The Act has been acknowledged by experts for espousing the progress of the disabled population and for its noteworthy shift from a concessional model to a social one. The inclusion of acid attack victims, learning disability, Parkinson’s, blood disorders, speech and language disability et al are perfect examples of the inclusive undertone sustained throughout the Act.

The emphasis on reasonable accommodation, accessibility, inclusive education, employment security, research and surveys, proactive measures to contain disability, protection against violence, legal guardianship, rights to appeal et al are commendable provisions.

They look attractive and empowering on paper, but carry ambiguities that can be twisted and distorted to meet selfish interests.

blindsmal_0216171205_042417054942.jpgVision is where the Act leaves a lot to be desired. Photo: Screengrab

For instance, recurring clauses like “within the limits of economic capacity and development”, “without undue and inappropriate burden”, “the extension of time based on the state of preparedness and related parameters”, “cannot be discriminated unless the impugned act or omission is a proportionate means of achieving a legitimate aim” et al leave ample room for denial of justice.

This also leads to empowerment remaining elusive and reliant on the interests of the “able-bodied”. Many new appointments and the strengthening of office proposed in the Act are also devoid of providing absolute justice.

The chief commissioner’s position remains limited to recommending, reviewing, monitoring, promoting and learning.

The state commissioner’s powers, on the other hand, are equivalent to those of a civil court. She/he can summon witness, requisition public record, receive evidence, issue commissions for examination et al. There seems to be no authority that can try an accused or pass verdicts.

In case of violence, the Executive Magistrate is the authority to be sought, while employment-related discrimination can be conveyed to a Grievance Redressal Officer and there is a Liaison Officer to check on recruitment – all of it remains within the purview of the Chief Commissioner, whose powers are quasi-judicial.

Another glaring and minimally-covered area is the amount of power exercised in private establishments. The private sector appears under the surveillance of the Act.

Except in contexts of barrier-free access at private hospitals, among service providers, incentives in the case of employing at least not less than five per cent disabled and an equal opportunity policy, the Act seems hardly persuasive.

This is evident in the Draft Rules that came out, first on March 3, 2017, where an exclusive framework for private sector was mentioned and the revised Draft Rules that came out on March 10, 2017, where there is no mention of the private establishment in the chapter on Equal Opportunity Policy.

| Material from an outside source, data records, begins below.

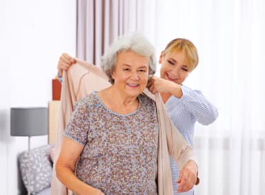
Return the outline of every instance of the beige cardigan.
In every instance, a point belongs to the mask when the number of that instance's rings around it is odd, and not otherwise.
[[[110,84],[108,82],[105,73],[99,67],[86,62],[77,59],[77,64],[72,66],[67,72],[63,73],[55,163],[59,154],[63,132],[73,111],[75,102],[94,91],[100,91],[109,86]],[[157,159],[158,194],[173,194],[168,154],[177,162],[180,168],[189,160],[195,160],[195,155],[192,149],[172,124],[160,95],[157,93],[154,95],[146,89],[144,93],[155,101],[159,122]],[[66,187],[59,181],[56,177],[55,166],[53,167],[51,194],[72,194],[70,190],[67,190]]]

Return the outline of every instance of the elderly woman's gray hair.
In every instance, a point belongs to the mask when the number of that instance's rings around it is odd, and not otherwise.
[[[102,70],[109,78],[111,84],[114,80],[111,76],[117,60],[117,55],[123,50],[130,50],[134,53],[150,58],[149,76],[153,76],[157,68],[155,48],[143,35],[135,33],[119,38],[114,41],[101,57]]]

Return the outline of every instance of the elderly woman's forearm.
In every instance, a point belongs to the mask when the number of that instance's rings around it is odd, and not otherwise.
[[[79,180],[74,171],[66,165],[57,163],[56,174],[63,185],[78,194],[97,194],[97,191],[100,192]]]

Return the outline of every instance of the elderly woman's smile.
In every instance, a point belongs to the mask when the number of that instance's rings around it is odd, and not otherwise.
[[[112,73],[113,86],[125,95],[138,96],[147,84],[149,61],[149,57],[132,50],[121,51]]]

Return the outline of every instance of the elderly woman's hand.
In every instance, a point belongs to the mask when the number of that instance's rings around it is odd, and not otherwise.
[[[59,59],[57,65],[58,73],[61,77],[63,76],[63,71],[68,71],[70,66],[75,63],[77,63],[77,61],[75,58],[67,53],[63,53]]]
[[[196,163],[193,160],[189,160],[180,171],[179,178],[177,180],[179,184],[177,192],[187,192],[191,189],[195,184],[197,184],[197,172]]]

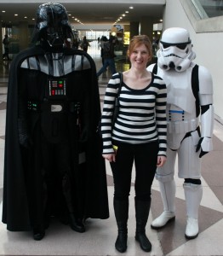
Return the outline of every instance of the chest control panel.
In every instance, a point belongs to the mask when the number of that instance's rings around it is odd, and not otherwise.
[[[49,79],[49,97],[65,98],[66,96],[66,79]]]

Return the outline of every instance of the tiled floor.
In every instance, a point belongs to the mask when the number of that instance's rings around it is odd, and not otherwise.
[[[91,43],[89,53],[95,61],[97,69],[101,60],[97,44]],[[0,67],[0,215],[2,212],[4,124],[7,100],[7,81],[9,63]],[[117,71],[129,68],[129,64],[117,62]],[[106,86],[110,77],[109,72],[99,79],[101,103]],[[214,151],[203,159],[203,196],[199,211],[200,234],[197,238],[187,241],[185,238],[186,206],[182,180],[175,177],[176,219],[159,231],[150,228],[152,220],[163,210],[158,184],[152,185],[152,203],[148,219],[146,233],[152,243],[151,253],[144,253],[134,241],[134,189],[130,195],[128,250],[123,255],[223,255],[223,126],[214,121]],[[106,220],[88,219],[87,231],[77,233],[68,226],[52,224],[46,236],[41,241],[33,241],[31,234],[10,232],[5,224],[0,223],[0,255],[118,255],[114,247],[117,236],[112,196],[113,184],[109,165],[106,165],[107,189],[109,195],[110,215]],[[134,175],[133,175],[134,183]]]

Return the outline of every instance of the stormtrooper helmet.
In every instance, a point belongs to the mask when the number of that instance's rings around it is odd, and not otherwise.
[[[180,27],[166,29],[160,40],[157,51],[157,64],[163,70],[174,69],[177,72],[186,70],[196,55],[187,30]]]
[[[43,3],[37,10],[38,40],[48,42],[52,48],[63,47],[65,40],[72,38],[65,7],[60,3]]]

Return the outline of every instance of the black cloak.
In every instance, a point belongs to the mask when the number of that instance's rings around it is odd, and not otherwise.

This keeps the authority that the Act wields on the private sector within shadows. One would agree to disagree on many other provisions – most of these are liable to failures and those which twisted arguments can overthrow.

It is hardly airtight to cross-examination and thus can’t be manoeuvred easily by a disabled person.

While the Act is surely an attempt for progress and inclusion, it falls short on the vision to acknowledge and empower the disabled so they can sail through the challenges themselves.

When the bourgeoisie took control of the society – visibly for the first time in history post revolutions extending the period of 1789 to 1848 – it was believed that they would not only spawn material but also reason, human opportunities, enlightenment, science and arts.

In a nutshell, a world of accelerating material and moral progress was the vision. But what has come of the attempts to fulfil it since then is simply “survival of the fittest” with “fittest” having connotations ranging from ignorance to moral depravity.

In such a world where opportunities are the charity of the fittest, “vision” is a strong word, perhaps even abstract to the status quo.

Even if “vision” is deciphered, it would not disturb their own guaranteed social order or threaten their own existence. All we can hope for is a future that would be “magnanimous” and accept the “magnificence of creation”.